Wie sehr sie sich irrte.

Schon nach einigen Monaten konnte man Asanna ihr Geheimnis körperlich ansehen. Es kostete sie ihr Ansehen, ihren Stand als Nachfolgerin des Königspriesters. Schließlich schaffte man sie fort in ein kleines Haus am Stadtrand und erzählte dem Hofstaat, sie sei auf einer Glaubensreise. Zusammen mit einer taubstummen Amme, brachte sie weit abseits von der Zivilisation ihr Kind zur Welt und da es ihr nicht gestatte war es zu behalten, gab Asanna ihre Tochter bereits nach wenigen Stunden im Glauben daran ab, sie würde von einer adeligen Familie in Palanthas aufgezogen werden.

In Wirklichkeit jedoch, wartete bereits ein Reiter in schwarz am Wegesrand vor dem Haus darauf, dass die Amme den Säugling hinausbrachte. Die Tür öffnete sich bei Anbruch der Nacht und der Reiter nahm das schlafende Bündel mit der Absicht es zum Sterben auszusetzen. Er kannte einen Ort von dem Niemand zurückkehrte. Einen Ort, an dem dunkle Schatten lauern und das wehrlose Kind mit sich ziehen würden. Selbst fähige Krieger hatten es nicht aus den Fängen des Waldes geschafft. Der Wald von Shoikan war dunkel und gefährlich, wie der Magier in dessen Turm dahinter. Der Wald von Shoikan bedeutete Tod für jedermann.

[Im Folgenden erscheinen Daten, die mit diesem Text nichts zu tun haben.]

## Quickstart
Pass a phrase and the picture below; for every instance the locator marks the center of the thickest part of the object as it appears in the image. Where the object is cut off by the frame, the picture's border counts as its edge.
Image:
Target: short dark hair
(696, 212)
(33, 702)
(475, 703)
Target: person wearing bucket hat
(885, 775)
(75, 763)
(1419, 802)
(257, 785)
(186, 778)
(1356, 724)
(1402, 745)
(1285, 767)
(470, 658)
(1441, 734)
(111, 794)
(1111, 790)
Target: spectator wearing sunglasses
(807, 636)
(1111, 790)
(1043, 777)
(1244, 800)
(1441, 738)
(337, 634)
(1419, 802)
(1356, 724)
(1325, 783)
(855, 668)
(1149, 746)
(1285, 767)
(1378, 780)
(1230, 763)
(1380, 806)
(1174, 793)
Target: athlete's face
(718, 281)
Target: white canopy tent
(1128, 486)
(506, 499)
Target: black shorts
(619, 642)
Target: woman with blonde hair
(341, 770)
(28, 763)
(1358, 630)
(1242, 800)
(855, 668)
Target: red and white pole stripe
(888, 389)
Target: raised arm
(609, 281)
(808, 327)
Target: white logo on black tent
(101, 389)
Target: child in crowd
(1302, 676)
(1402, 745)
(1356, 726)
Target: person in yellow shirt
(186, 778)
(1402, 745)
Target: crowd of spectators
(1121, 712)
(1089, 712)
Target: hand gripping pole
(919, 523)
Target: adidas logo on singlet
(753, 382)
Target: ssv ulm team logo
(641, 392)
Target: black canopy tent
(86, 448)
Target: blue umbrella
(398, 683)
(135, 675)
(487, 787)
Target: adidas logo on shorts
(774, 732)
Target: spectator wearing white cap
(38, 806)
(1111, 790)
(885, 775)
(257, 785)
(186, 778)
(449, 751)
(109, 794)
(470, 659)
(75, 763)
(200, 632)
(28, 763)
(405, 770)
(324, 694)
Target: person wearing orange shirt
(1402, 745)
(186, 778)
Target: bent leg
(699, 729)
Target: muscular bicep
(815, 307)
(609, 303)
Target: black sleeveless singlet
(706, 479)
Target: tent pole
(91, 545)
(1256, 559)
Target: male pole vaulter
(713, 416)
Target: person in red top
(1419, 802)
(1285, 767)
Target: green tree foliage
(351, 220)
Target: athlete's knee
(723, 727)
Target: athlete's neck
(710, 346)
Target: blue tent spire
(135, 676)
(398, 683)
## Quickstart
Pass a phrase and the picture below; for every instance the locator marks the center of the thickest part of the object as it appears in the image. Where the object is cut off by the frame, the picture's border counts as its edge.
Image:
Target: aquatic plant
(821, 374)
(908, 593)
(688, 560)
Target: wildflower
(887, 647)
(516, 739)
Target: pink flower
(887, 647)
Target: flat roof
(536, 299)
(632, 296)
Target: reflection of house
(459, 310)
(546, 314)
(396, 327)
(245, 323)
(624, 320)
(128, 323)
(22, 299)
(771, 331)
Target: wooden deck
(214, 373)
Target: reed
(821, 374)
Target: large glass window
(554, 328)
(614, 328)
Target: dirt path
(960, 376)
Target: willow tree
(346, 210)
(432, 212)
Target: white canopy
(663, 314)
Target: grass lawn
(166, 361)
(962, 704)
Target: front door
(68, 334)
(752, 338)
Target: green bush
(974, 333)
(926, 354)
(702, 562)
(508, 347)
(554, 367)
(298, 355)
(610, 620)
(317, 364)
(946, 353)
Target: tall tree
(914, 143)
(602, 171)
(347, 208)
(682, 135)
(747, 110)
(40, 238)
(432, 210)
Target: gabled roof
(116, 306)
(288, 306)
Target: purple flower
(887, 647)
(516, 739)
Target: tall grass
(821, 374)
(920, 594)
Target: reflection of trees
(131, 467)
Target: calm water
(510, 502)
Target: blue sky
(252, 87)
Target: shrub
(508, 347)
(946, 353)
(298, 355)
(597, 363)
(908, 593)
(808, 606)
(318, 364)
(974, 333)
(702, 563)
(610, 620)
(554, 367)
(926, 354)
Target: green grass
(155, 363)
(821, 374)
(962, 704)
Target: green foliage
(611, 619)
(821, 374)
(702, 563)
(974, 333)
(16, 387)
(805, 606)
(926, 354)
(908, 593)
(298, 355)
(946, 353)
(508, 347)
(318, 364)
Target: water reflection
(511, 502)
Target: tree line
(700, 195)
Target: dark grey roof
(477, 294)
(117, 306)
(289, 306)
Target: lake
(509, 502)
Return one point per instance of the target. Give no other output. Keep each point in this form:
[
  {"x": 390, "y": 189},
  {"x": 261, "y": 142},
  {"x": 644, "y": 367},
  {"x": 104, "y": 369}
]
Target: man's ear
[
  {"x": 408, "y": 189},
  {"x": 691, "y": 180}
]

Wie sehr er sich täuschte.

Der gierige Wald schien förmlich auf ihn zuzukommen, als der Reiter das Kind auf den Boden legte. Er hörte die uralten Bäume knarzen. Er hörte die Blätter wispern und er hörte auch das Stöhnen der verblichenen Seelen darin. Eilig stieg er wieder auf und beobachtete im gebührenden Abstand, wie der Wald das Neugeborene verschluckte.

Nicht wissend, dass es überleben sollte.

Nicht wissend, dass die Götter selbst es schützend.

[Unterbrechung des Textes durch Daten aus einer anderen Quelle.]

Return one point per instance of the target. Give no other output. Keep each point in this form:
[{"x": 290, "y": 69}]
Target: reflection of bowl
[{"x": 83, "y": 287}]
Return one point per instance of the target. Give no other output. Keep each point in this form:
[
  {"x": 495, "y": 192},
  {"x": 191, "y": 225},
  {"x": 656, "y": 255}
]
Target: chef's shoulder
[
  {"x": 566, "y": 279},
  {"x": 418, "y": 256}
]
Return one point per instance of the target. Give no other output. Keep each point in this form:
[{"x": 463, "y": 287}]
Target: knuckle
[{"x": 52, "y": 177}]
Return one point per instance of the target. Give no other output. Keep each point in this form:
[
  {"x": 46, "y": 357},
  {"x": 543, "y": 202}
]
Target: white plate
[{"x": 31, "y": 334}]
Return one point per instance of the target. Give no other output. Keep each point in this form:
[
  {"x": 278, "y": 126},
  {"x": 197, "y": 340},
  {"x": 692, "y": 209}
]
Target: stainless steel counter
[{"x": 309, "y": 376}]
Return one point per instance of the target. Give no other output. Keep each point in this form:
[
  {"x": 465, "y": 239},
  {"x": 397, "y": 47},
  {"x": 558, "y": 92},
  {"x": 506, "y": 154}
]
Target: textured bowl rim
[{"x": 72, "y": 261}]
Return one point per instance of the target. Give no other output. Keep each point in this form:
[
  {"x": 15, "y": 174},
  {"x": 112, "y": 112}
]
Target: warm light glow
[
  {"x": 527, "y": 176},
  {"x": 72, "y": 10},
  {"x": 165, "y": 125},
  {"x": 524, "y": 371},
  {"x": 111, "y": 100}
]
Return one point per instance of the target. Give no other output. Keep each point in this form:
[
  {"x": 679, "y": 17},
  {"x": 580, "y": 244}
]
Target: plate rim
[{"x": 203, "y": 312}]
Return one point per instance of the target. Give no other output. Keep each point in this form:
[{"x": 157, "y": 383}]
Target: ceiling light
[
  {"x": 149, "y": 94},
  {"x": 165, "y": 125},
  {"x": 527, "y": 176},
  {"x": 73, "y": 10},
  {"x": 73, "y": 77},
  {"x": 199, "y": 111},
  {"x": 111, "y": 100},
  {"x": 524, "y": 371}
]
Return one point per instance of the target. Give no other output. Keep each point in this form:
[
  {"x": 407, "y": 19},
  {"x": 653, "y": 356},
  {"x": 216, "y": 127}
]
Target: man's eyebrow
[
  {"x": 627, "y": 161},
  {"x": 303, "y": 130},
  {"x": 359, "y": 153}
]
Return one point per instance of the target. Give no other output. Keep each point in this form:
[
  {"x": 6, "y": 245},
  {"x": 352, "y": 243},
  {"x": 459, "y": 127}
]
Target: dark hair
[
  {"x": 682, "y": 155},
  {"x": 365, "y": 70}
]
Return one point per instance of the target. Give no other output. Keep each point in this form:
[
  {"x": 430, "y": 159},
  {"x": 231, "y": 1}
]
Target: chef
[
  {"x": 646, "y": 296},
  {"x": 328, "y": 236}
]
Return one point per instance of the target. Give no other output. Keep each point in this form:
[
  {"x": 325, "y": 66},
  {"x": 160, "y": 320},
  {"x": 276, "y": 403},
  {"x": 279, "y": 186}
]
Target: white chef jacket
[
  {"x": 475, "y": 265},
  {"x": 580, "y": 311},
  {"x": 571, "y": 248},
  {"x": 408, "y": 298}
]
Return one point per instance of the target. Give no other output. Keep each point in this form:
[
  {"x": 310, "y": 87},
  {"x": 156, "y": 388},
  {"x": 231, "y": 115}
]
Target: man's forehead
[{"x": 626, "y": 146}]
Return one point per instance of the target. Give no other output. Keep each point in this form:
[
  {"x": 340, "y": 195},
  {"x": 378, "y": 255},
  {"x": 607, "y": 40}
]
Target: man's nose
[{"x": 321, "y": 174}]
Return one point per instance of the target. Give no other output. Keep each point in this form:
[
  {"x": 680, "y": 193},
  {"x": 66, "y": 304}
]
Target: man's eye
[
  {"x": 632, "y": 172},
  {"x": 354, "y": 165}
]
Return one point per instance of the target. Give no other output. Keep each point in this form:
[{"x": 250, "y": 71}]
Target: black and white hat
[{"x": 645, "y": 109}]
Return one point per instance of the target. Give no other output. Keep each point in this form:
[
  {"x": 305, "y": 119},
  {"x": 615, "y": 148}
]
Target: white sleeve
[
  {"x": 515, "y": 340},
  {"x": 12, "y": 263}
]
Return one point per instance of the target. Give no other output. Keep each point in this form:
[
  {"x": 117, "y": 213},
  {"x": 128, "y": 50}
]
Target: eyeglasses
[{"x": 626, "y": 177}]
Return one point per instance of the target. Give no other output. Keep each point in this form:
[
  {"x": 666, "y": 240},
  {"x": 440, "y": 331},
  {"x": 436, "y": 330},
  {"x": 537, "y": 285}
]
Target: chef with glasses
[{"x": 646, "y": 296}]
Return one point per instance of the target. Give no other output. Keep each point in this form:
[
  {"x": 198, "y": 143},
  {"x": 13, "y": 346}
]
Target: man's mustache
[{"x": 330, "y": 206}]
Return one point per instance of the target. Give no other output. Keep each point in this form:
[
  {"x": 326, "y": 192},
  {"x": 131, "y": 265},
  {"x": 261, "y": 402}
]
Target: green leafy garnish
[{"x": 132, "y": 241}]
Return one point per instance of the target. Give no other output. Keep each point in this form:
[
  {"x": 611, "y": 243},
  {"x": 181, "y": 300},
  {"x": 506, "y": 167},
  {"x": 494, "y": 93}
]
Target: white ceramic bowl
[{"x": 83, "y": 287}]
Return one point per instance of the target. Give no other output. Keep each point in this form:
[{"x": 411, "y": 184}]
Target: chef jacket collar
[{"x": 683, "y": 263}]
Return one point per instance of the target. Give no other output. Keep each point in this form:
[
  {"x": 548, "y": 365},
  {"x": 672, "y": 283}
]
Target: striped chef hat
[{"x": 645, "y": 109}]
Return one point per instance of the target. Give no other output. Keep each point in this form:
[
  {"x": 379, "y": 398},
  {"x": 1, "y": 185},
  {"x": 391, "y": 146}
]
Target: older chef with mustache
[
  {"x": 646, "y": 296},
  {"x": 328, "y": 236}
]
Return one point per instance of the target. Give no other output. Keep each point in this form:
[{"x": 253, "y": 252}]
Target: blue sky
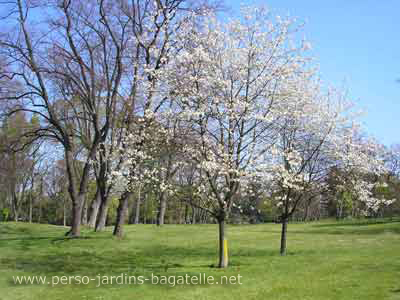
[{"x": 357, "y": 43}]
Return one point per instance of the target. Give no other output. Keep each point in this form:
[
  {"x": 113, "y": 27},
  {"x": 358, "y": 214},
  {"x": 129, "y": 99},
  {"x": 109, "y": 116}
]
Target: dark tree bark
[
  {"x": 84, "y": 213},
  {"x": 94, "y": 209},
  {"x": 102, "y": 214},
  {"x": 137, "y": 211},
  {"x": 283, "y": 236},
  {"x": 223, "y": 244},
  {"x": 121, "y": 213},
  {"x": 162, "y": 209}
]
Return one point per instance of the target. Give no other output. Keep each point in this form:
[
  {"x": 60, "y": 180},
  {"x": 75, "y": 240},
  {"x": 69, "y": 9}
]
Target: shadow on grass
[{"x": 364, "y": 222}]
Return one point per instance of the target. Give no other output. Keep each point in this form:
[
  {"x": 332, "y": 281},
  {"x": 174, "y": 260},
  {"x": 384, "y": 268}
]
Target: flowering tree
[{"x": 315, "y": 138}]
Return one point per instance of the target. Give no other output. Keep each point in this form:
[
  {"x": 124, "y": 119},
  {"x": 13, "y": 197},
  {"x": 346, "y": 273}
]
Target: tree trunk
[
  {"x": 121, "y": 213},
  {"x": 76, "y": 217},
  {"x": 84, "y": 213},
  {"x": 161, "y": 210},
  {"x": 64, "y": 213},
  {"x": 223, "y": 244},
  {"x": 102, "y": 215},
  {"x": 137, "y": 211},
  {"x": 283, "y": 236},
  {"x": 94, "y": 209},
  {"x": 193, "y": 215},
  {"x": 30, "y": 208}
]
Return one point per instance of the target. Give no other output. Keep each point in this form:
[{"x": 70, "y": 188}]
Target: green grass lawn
[{"x": 326, "y": 260}]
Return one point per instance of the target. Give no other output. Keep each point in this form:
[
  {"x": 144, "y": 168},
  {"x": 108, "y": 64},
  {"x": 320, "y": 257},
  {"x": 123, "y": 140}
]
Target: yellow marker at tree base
[{"x": 225, "y": 252}]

Paladins hütende Hand lag wie eine Glocke über dem Bündel und schützte es vor den Ungeheuern des Waldes, denn er brauchte das Mädchen für kommende Schlachten gegen seinen größten Feind.

Takhisis leises Flüstern lockte unterdessen den Erzmagier aus seinem Turm und führte ihn durch die verschlungenen Pfade des Waldes, denn sie brauchte das Mädchen, um sich den Magier fern zu halten.

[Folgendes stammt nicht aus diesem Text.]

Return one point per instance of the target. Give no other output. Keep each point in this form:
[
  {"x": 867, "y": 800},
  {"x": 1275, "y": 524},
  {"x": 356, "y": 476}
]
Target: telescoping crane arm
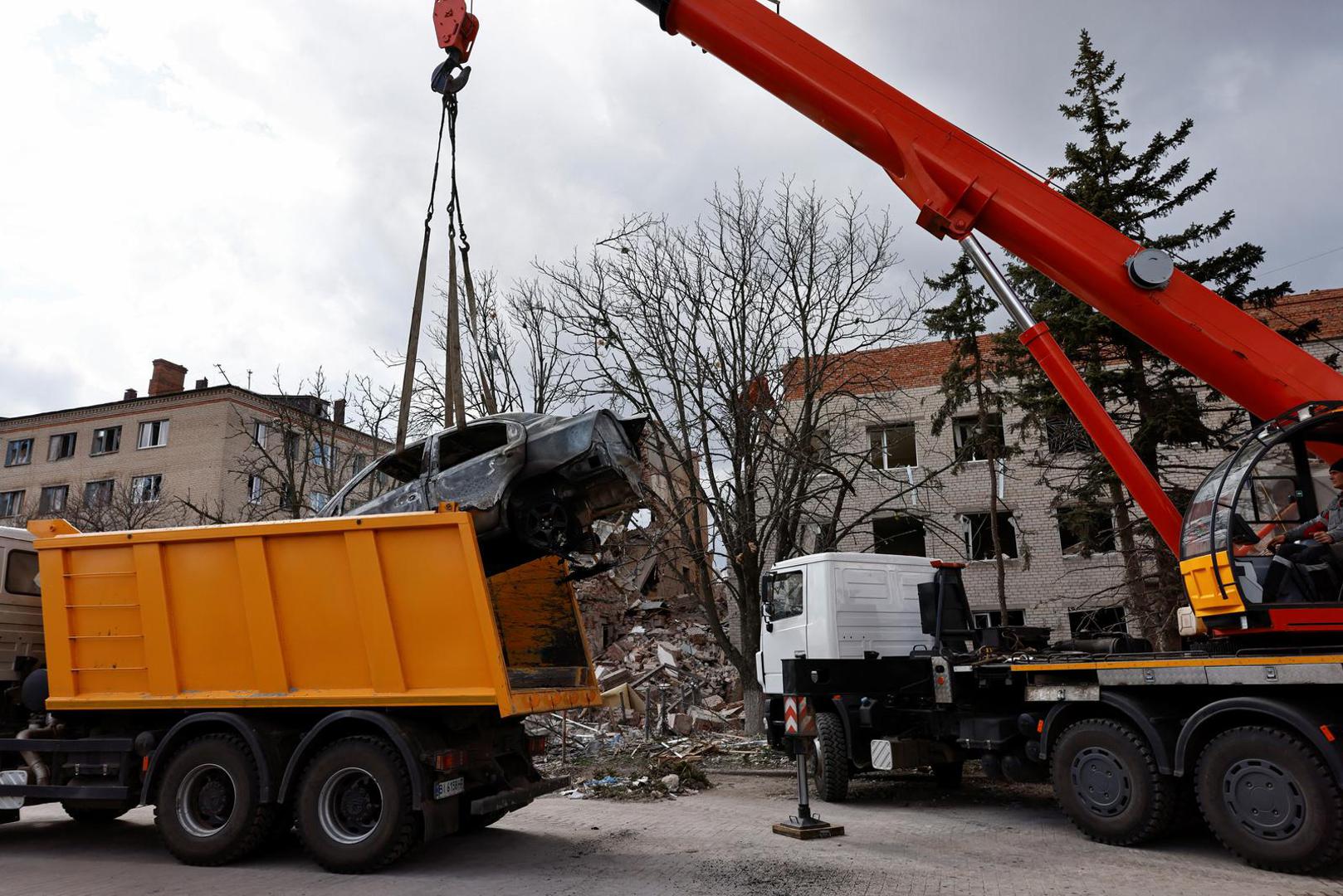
[{"x": 960, "y": 186}]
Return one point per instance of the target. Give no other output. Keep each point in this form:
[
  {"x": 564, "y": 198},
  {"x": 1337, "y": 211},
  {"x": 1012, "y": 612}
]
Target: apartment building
[
  {"x": 1056, "y": 575},
  {"x": 178, "y": 455}
]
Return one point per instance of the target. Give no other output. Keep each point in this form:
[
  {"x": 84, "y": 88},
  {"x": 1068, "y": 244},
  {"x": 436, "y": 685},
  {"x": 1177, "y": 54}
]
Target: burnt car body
[{"x": 534, "y": 483}]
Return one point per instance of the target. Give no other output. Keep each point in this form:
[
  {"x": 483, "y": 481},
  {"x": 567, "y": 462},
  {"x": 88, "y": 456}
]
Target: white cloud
[{"x": 246, "y": 184}]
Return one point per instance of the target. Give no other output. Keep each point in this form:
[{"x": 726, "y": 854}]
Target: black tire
[
  {"x": 949, "y": 774},
  {"x": 208, "y": 811},
  {"x": 354, "y": 806},
  {"x": 830, "y": 759},
  {"x": 95, "y": 815},
  {"x": 1108, "y": 785},
  {"x": 1271, "y": 800}
]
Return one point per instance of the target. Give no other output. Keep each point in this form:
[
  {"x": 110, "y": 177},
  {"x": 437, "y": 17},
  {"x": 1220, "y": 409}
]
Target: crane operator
[{"x": 1323, "y": 544}]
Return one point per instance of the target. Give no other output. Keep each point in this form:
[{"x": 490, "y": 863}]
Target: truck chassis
[{"x": 1125, "y": 739}]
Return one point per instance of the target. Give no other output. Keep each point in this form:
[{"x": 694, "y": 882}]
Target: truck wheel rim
[
  {"x": 349, "y": 806},
  {"x": 1264, "y": 800},
  {"x": 1101, "y": 782},
  {"x": 206, "y": 800}
]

Gilean ließ sie beide gewähren und vergoss eine silberne Träne um das Kind.

Auch die drei Götter der Magie fanden Frevel an dem Bündnis, wenngleich ein jeder von ihnen um die Gunst des Mädchens buhlen würde, sobald ihnen klar war, dass es magisch sein würde.

Eines jedoch hatten sie alle gemein und so vereinte sich die Liebe der Götter in einem irdischen Wesen, wie sie seit Anbeginn der Zeit in Krynn nicht vorgekommen war.